A Natural Red Blossoms

The infamous Red Dye No. 2 panic in the 1970s helped fuel an ongoing quest for stable natural red food colorings. Now, researchers are reporting that a newly discovered compound found in the nectar of two extremely rare flowers could become a valuable addition to the natural reds stable.

Vividly hued nectars themselves are rare: Only about 70 flowering plants have colored nectars, says Adrian Hegeman, professor at the College of Food, Agricultural and Natural Resource Sciences at the University of Minnesota and part of the team researching colored nectars.

“Somebody had mentioned this plant [Nesocodon mauritianus from Mauritius] in the conservatory on campus and had noted that it had this sort of blood red–colored nectar, which is really unusual for plant nectars,” says Hegeman.

When the flower of N. mauritianus is developing and begins to open, the nectar starts out as yellow, changes to orange, and then turns red as the anther and the pollen ripen, explains Hegeman. The researchers used a mass spectrometer to analyze a sample from the university’s N. mauritianus plant and found that the nectar’s color compound was previously unidentified; they discovered a new alkaloid, nesocodin, which is responsible for the red pigment. The researchers then examined nectar from the related Jaltomata herrerae plant as a comparison and determined that this red-nectared flower also contains nesocodin.

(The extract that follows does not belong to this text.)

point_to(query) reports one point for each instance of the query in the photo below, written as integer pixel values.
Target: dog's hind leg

“We knew right away that this was something completely different from what we were expecting, and there aren’t a lot of red alkaloids out there,” Hegeman says. The team’s research was recently published in Proceedings of the National Academy of Sciences, and the researchers have received a $1.3 million grant from the National Science Foundation (NSF) to continue their work with colored nectars.

Colored nectars usually are pollinated by vertebrates, such as the day gecko that is believed to pollinate N. mauritianus. When the nectar is colored, it’s possible that the animal can see from a distance if the flower has any nectar that will make the trip to get it worth the energy—what ecologists call an honest reward signal. “There might be some advantage to the flower to be able to advertise that yes, I’ve got a reward for you here,” says Hegeman.

Better Stability

Many of the natural red pigments currently in use, such as anthocyanins, have terrible stability because they are easily oxidized and are sensitive to pH levels, says Hegeman. After the pH rises higher than about 8, they lose their red and change into what Hegeman describes as a “yucky greenish color.”

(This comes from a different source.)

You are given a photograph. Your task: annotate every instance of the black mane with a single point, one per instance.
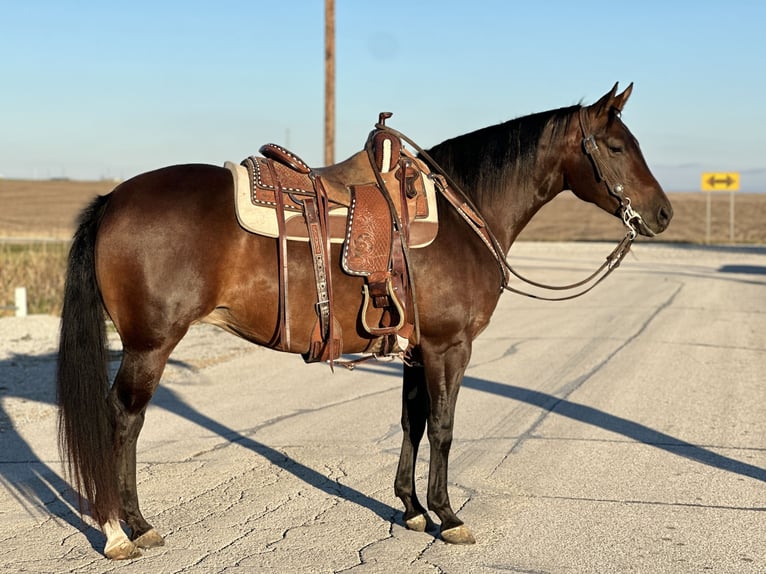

“For any natural color, there’s going to be a suite of reactivities and conditions where it’s stable or maintains its color,” he says.

The researchers are excited about the red from nectar in the two rare plants because it appears to stabilize in the 8 to 10 pH range, which means it’s much more stable than some other natural colorants. It also has less of a “yuck factor” than food colorants like carmine, which is derived from cochineal insects, says Hegeman. “People might actually appreciate it as something coming from nectar, which is more appealing,” he observes.

The NSF grant will enable researchers to perform further work in important areas like nectar toxicology. They have been assuming the nectar’s red color compound isn’t toxic to humans simply because it doesn’t seem to be poisonous to geckos or hummingbirds, the latter of which is particularly sensitive to toxicity, says Hegeman.

The University of Minnesota has applied for a patent for synthesis of the compound, but even at this early stage, there’s been a lot of interest in the findings because it’s a natural colorant, says Hegeman. And red may just be the beginning for colored nectars: The researchers are looking into plants “that have pretty amazing ranges of colors,” says Hegeman, including yellows, rusts, blues, greens, and one that is almost a charcoal black.

“It’s clear there’s this really interesting place to explore in nectar,” says Hegeman, “especially when you see the creation of the coloration that’s involved in signaling events between pollinator and plant.”